PACT: Phase-Like Transition Constraints in Adapter-Based Continual Learning of Vision-Language Models
Xuan Wang ⋅ Guiguang Ding ⋅ Jungong Han
Abstract
Continual Learning (CL) enables Vision-Language Models (VLMs) to acquire new capabilities while retaining prior knowledge, for example, by employing task‑specific adapters. Existing CL approaches typically optimize these adapters to convergence, often with (near-)orthogonality constraints to reduce interference; however, isolating adapters in orthogonal subspaces can suppress cross‑task transfer and sharing.
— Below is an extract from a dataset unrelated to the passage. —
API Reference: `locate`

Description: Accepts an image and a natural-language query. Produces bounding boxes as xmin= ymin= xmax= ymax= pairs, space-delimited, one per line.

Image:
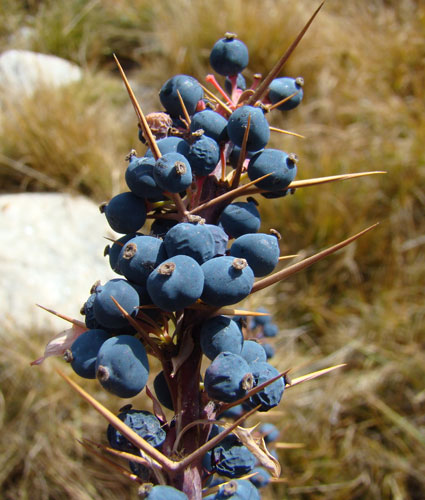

To address this problem, we provide a new perspective based on PAC-Bayesian analysis: once the per‑task optimization has converged, adapters should be further shaped to satisfy \underline{P}hase‑like tr\underline{A}nsition \underline{C}ons\underline{T}raints (PACT) -- a two-part formulation that (i) specifies a phase‑like transition relation among adapters and (ii) imposes explicit constraints that enforce this relation. Under PACT, adapter dynamics resemble the phase transition of water: the system gravitates toward either a “frozen” (history‑preserving, tightly constrained) or a “melted” (task‑adaptive, free) regime, while moving between them smoothly rather than via hard thresholds. We operationalize PACT by coupling stability and plasticity regularizers within a two‑branch Vision Transformer (ViT), seeding adapters with a Stable Adapter Initialization (SAI), and introducing a Prior Anchoring (PA) mechanism, thereby inducing phase‑like adapter dynamics. Across diverse CL settings, PACT surpasses state‑of‑the‑art methods while reducing the number of trainable parameters by $36.96\%$ relative to standard adapter‑based baselines. Our code will be released publicly.